第54話

「なあ、秀介」

「なっ、何だよ」


 どうやら僕がただならぬ様子であることは、秀介も察したらしい。思わず、といった感じで僕から一歩、遠ざかる。


「その、お前に伝えておかなければならないことがあるんだ」

「酒は控えろってか?」


 秀介は一転、おどけたように肩を竦め、苦笑いを見せた。


「いや、真面目に聞いてくれ。その、実は……」


 くそっ、決心がつかない。どうしたらいい? お前の意中の人の命は遠からず失われてしまうなどと、堂々と弟に告げられる兄がいようか?

 ちょうどその時だった。


「おはようございます、諸橋二曹!」

「おう、おはよう」


 秀介は何げなく、声をかけてきた兵士に返礼した。


「小会議室で隊長がお呼びです。ご同道を」

「了解」


 秀介はその兵士に頷いて見せ、返礼する。


「ま、そういうわけだから、じゃあな、兄貴!」


 と鷹揚に手を振って、彼は来た道を戻っていった。


 結局、伝えられなかったな……。僕は腰に手を当て、かぶりを振って、これからどうしようか考えた。

 やっぱり、看護室には行っておこう。秀介は元気になったからいいとしても、他の兵士たちの見舞いに行くのは、やはり礼儀だろう。僕を守ってくれたのだから。

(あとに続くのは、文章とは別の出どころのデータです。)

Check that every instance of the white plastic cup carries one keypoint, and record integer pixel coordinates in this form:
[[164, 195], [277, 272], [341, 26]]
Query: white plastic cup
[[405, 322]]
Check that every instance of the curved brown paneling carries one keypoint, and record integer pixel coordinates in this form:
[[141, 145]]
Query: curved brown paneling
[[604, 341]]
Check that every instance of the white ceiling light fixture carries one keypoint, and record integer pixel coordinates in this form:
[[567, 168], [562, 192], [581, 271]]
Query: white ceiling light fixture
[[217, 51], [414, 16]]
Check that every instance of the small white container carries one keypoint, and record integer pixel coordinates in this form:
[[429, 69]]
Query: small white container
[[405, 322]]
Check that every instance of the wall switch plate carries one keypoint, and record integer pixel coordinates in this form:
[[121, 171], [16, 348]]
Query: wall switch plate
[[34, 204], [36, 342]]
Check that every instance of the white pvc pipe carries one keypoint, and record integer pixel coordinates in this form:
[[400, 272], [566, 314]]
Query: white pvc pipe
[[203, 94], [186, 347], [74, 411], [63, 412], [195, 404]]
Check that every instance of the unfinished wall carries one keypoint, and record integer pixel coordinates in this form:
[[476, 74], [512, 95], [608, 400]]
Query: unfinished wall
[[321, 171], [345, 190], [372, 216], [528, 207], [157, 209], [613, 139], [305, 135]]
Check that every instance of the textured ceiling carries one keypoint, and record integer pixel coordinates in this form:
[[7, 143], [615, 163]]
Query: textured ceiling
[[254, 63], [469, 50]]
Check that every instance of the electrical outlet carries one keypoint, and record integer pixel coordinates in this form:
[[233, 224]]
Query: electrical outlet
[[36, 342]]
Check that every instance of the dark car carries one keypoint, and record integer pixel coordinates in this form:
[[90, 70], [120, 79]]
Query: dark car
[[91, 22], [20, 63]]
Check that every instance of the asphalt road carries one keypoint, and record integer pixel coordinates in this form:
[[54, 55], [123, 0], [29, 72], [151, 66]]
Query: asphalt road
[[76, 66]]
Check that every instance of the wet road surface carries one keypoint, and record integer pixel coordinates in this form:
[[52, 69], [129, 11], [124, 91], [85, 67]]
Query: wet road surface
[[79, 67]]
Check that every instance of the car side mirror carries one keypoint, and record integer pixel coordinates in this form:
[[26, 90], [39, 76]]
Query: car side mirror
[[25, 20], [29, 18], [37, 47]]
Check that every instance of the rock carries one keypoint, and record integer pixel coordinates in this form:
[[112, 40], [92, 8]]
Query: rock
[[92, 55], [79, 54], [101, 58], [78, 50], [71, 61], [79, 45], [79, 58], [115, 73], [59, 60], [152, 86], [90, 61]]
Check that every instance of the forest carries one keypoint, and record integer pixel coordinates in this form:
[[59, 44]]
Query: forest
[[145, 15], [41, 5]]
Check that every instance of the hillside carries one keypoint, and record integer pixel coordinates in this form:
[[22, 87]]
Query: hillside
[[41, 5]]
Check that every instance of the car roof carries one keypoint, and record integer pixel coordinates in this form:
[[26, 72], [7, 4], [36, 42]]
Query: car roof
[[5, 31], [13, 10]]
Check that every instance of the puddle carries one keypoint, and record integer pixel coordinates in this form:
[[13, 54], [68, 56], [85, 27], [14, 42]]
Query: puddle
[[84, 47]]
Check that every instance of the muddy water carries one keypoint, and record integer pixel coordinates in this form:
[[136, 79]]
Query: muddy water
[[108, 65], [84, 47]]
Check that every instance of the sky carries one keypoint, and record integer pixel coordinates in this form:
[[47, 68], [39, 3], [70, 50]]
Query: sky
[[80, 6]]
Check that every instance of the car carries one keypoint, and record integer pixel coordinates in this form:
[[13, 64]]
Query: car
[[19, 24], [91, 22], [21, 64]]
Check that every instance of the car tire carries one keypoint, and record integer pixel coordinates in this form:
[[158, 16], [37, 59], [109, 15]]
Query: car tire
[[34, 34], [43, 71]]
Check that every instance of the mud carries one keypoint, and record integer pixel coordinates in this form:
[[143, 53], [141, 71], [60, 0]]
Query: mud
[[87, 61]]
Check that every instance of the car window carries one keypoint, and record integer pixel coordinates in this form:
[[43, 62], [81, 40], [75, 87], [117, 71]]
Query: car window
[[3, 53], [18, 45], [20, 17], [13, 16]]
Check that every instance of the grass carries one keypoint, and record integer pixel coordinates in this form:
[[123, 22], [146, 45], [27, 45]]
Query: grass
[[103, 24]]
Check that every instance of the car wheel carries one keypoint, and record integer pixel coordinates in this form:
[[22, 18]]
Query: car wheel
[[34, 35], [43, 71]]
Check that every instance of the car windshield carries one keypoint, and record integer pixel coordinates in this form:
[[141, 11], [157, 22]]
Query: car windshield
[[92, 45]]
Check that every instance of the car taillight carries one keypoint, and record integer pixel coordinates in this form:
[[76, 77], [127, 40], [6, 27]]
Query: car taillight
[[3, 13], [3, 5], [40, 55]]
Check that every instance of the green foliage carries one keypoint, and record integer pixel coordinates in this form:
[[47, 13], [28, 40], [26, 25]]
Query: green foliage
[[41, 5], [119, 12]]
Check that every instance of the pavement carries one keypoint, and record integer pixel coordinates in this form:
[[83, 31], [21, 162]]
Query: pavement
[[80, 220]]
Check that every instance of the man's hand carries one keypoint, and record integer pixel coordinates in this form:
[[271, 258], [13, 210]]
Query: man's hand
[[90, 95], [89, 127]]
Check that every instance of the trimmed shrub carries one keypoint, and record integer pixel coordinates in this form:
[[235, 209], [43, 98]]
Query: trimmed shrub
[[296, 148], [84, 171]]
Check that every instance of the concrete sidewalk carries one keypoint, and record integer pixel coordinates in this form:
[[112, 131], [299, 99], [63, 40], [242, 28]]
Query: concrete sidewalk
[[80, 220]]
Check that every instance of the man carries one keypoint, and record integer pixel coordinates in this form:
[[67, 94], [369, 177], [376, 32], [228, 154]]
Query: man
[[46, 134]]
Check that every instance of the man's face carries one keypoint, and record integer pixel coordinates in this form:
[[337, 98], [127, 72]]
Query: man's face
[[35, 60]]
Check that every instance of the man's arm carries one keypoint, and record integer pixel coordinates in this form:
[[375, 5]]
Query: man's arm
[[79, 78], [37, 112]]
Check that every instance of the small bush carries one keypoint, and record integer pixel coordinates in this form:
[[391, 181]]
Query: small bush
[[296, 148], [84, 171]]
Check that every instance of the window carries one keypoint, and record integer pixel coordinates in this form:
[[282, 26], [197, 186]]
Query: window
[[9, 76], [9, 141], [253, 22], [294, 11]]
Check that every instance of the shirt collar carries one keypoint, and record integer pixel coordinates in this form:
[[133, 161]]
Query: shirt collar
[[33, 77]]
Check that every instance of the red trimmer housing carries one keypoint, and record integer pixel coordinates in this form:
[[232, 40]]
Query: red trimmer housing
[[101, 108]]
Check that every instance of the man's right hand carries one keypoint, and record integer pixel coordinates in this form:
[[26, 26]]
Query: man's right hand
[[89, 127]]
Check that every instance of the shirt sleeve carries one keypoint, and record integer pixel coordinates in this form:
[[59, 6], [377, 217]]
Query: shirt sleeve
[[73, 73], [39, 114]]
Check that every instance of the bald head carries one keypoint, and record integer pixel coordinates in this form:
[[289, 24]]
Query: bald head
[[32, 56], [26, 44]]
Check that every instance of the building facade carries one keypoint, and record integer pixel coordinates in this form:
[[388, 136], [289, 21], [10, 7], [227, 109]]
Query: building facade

 そう思いながら、僕は廊下を進み、看護室の入り口に到着した。

 しかし、


「そっち、部品外して」

「はい」

「ここのスライド、壊れてるから」


 看護師たちの声がする。おかしい。看護室のドアが壊れているとは聞いていない。思い出したのは、秀介に盗み聞きされた時のドクターの研究室のドアだ。建てつけが悪くなっているのだろうか。


「おはようございます」


 僕は心持ち声を低めながら、看護室を覗き込んだ。


「ああ、諸橋博士。おはようございます」


 応じたのは、一番年嵩の医師だった。スライドドアと格闘している。いや、これはドアと呼べるのか? 完全にスライド部分のレールから外れているではないか。

 そっと中を覗き込むと、大変な有様だった。


 薬品棚のガラスが割れ、医療用の薬品が飛び散っている。

 誰もいないベッドの脚部がねじ曲がり、カーテンが引き裂かれている。

 防弾壁をコーティングしている塗料部分にひびが入り、歪な円形に崩れている。

 よくある言い回しだが、それこそ台風が通り過ぎていったかのようだった。


「な、何があったんですか?」

「いやあ、私らにも何がなんだか……。昨日の夜中に、諸橋二曹が突然暴れだしましてね」

「秀介が?」

「ええ。そりゃあもう大変な騒ぎになりましたわ。なんとか若いのが数人がかりで二曹をベッドに押さえつけて、鎮静剤を打ったんですがね。それで何とか二曹はおとなしくなって、朝になったらさっぱりした顔で『おはようございます』なんて。一応、これ以上暴れだす兆候もなかったですし、ここで暴れられても困るんで、さっき現職復帰許可を出したんですが」


 昨日の夜中に、秀介が暴れだしてこんなことになった? まさか。


「彼が暴れだす前に、誰かがを訪ねてきませんでしたか?」

「ああ、それだったら、平田博士が来とりましたよ。随分と神妙な顔で、諸橋二曹に話があるとかで」

「……」

「諸橋博士?」

「え? ああ、分かりました。ありがとうございます」


 医師が続けて何か述べようとしたが、僕はそれを無視して廊下を駆けだしていた。平田吾郎博士――ドクターのもとへ。


 僕は拳を叩きつけるようにして、ドクターの研究室のスライドドア開閉ボタンを押した。昨日、リナと三人で話し合った部屋だ。するり、とドアが開く。


「ドクター!!」

「ああ、そのデータはこっちのファイルに移しといてくれ。おお、どうしたんだ、恵介くん?」

「あんたって人は!!」


 僕はずかずかと部屋に踏み入り、その勢いのままドクターの胸倉を掴んで柱に背中を叩きつけた。ドクターの眼鏡がカタン、と床に落ちる。


「ちょ、ちょっと諸橋博士!!」


 たまたま居合わせた研究員が止めに入るが、僕は彼女を睨みつけ、静かな怒りを込めて言った。